Web Dashboard

Calibra includes an interactive web interface for browsing campaign results. The web dependencies (FastAPI, Uvicorn, Jinja2) are included in the core install.

Launching the dashboard

Point it at your results directory:

uv run calibra web serve results/ --open

This starts a local server and opens your browser. By default it runs on http://127.0.0.1:8118.

Flag	Default	Description
`--port`	`8118`	Port number
`--host`	`127.0.0.1`	Bind address
`--open`	off	Automatically open browser

To make the dashboard accessible from other machines:

uv run calibra web serve results/ --host 0.0.0.0 --port 9000

Pages

Campaign list

The landing page shows all campaigns found in the results directory. Each campaign card displays the campaign name, number of variants and tasks, total trial count, overall weighted pass rate (color-coded), and the last updated timestamp. Click a campaign to drill in.

Campaign detail

This is the main analysis view for a campaign. At the top you'll see KPI tiles for overall pass rate, variant count, task count, total trials, median turns, and failure rate.

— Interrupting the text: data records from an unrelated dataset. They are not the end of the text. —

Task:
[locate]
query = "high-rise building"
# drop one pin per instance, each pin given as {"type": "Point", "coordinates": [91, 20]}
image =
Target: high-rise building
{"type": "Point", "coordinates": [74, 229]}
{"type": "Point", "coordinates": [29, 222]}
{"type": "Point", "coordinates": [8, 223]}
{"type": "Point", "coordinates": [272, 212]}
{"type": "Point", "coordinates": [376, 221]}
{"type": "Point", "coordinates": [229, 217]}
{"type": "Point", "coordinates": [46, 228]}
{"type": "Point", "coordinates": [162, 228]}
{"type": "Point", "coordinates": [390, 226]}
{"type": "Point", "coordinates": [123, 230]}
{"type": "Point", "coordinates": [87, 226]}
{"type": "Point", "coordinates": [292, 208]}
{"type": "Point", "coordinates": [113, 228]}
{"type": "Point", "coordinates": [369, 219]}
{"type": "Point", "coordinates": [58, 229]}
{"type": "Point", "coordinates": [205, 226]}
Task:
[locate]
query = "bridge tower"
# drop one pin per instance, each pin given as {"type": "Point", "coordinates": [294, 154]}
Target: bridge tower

Below that is a pass rate bar chart with variants sorted by pass rate and color-coded by performance, an efficiency scatter plot showing token usage on the x-axis versus pass rate on the y-axis with the Pareto front highlighted, and a sortable variant rankings table with pass rate, turns, tokens, LLM time, efficiency scores, and a review rounds column (shown only when the campaign used a reviewer). Click any variant row to see its detail page.

Task heatmap

Accessible from the campaign detail page, the heatmap shows a matrix with tasks as rows and variants as columns. Each cell shows the pass rate for that task+variant pair, color-coded from green (high) to red (low). Hovering over a cell shows sample count, mean turns, and mean tokens. This view quickly reveals which tasks are hard for which variants.

Variant detail

A deep dive into a single variant's performance. You'll find aggregate stats (pass rate, mean turns, mean tokens, mean wall time), a per-task breakdown with pass rates and distributions, failure class counts showing how many trials hit each failure type, tool usage statistics, and a filterable list of every individual trial with links to the trial inspector.

Trial inspector

View a single trial in full detail: a formatted stats table (turns, timing, tokens, etc.), tool usage breakdown, timeline of events, and a raw JSON viewer for the complete report.

Comparison

Compare two campaigns side by side with dropdown selectors for campaign A and campaign B, a pass rate comparison chart for common variants, a delta table showing improvement or regression for each variant, and effect size indicators.

Trial diff

Compare two individual trial report JSON files side by side. Access this page at /diff with query parameters a and b pointing to local file paths, or use calibra diff from the CLI which opens this page automatically.

The diff view shows KPI delta tiles (wall time, turns, tokens, LLM time, tool time, LLM calls, tool calls, compactions) with color-coded deltas (green when the B value is lower, red when higher), outcome and verification badges, model and provider info, a settings diff table (only shown when settings differ), per-tool usage comparison with "only in A/B" badges, side-by-side event timelines, and collapsible raw JSON panels.

Static HTML export

You can build a static site to share without running a server:

uv run calibra web build results/ --output site/

The export generates a multi-page static site mirroring the dashboard structure, with an index page, per-campaign pages, variant detail pages, task heatmaps, and trial inspector pages. Static assets (CSS, JS) are copied into a static/ directory alongside the HTML.

The default output location is <results_dir>/web. You can upload the output directory to a static host or check it into a repository.

REST API

The web dashboard also exposes a JSON API for programmatic access:

Endpoint	Method	Description
`/api/campaigns`	GET	List all campaigns
`/api/campaign/{name}`	GET	Campaign summary data
`/api/campaign/{name}/heatmap`	GET	Task-variant heatmap data
`/api/campaign/{name}/trial/{task}/{variant}/{repeat}`	GET	Single trial JSON
`/api/compare?a={name}&b={name}`	GET	Campaign comparison
`/api/reload`	POST	Force cache refresh

# List campaigns
curl http://127.0.0.1:8118/api/campaigns

# Get campaign summary
curl http://127.0.0.1:8118/api/campaign/model-shootout

# Get a specific trial
curl http://127.0.0.1:8118/api/campaign/model-shootout/trial/hello-world/sonnet_minimal_none_none_base/0

# Compare two campaigns
curl "http://127.0.0.1:8118/api/compare?a=run-a&b=run-b"

Dashboard features

The web interface supports dark mode (toggle in the header, persisted in the browser), keyboard shortcuts for navigating between pages, column sorting by clicking table headers, a responsive layout that works on different screen sizes, and manual cache refresh via POST /api/reload.